Last year I became interested in identifying the determinants of good music. Why were some years better than others, why were some countries better than others at producing good recording artists? So far I only managed to examine the time dimension, as the data I had covered mostly the US and the UK. I found that music was better in high-growth years and in high- (but not too high) inflation years.
Now Patrick Adler, a grad student in Urban Planning at UCLA, gathered locational data on the 2012 Coachella acts (Coachella is now one of the biggest music festivals in the US).
Unsurprisingly, most acts are from London, LA, and New York. What is more surprising is the performance of Stockholm and Austin. If we control for population size, these cities now rank first and second as the biggest suppliers of bands.
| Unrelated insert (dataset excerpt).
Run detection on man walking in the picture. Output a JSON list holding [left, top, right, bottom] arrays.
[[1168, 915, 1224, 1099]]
It would be interesting to gather a dataset covering all festivals and then check what are the city-level determinants of good music. For sure, population matters. And so does agglomeration. As Richard Florida, writing for The Atlantic, from which I have taken these graphs, writes, "the world of popular music is spiky. More than two-thirds of Coachella’s international roster of acts (71 percent) hail from just 14 metros. And four in 10 (43 percent) come from the “big three” of London, LA, or New York."
Subscribe to:
Post Comments (Atom)
2 comments:
could ethnicity also be a determinant as well?
Camerone
u mean anglophone cities produce more? or ethnic diversity?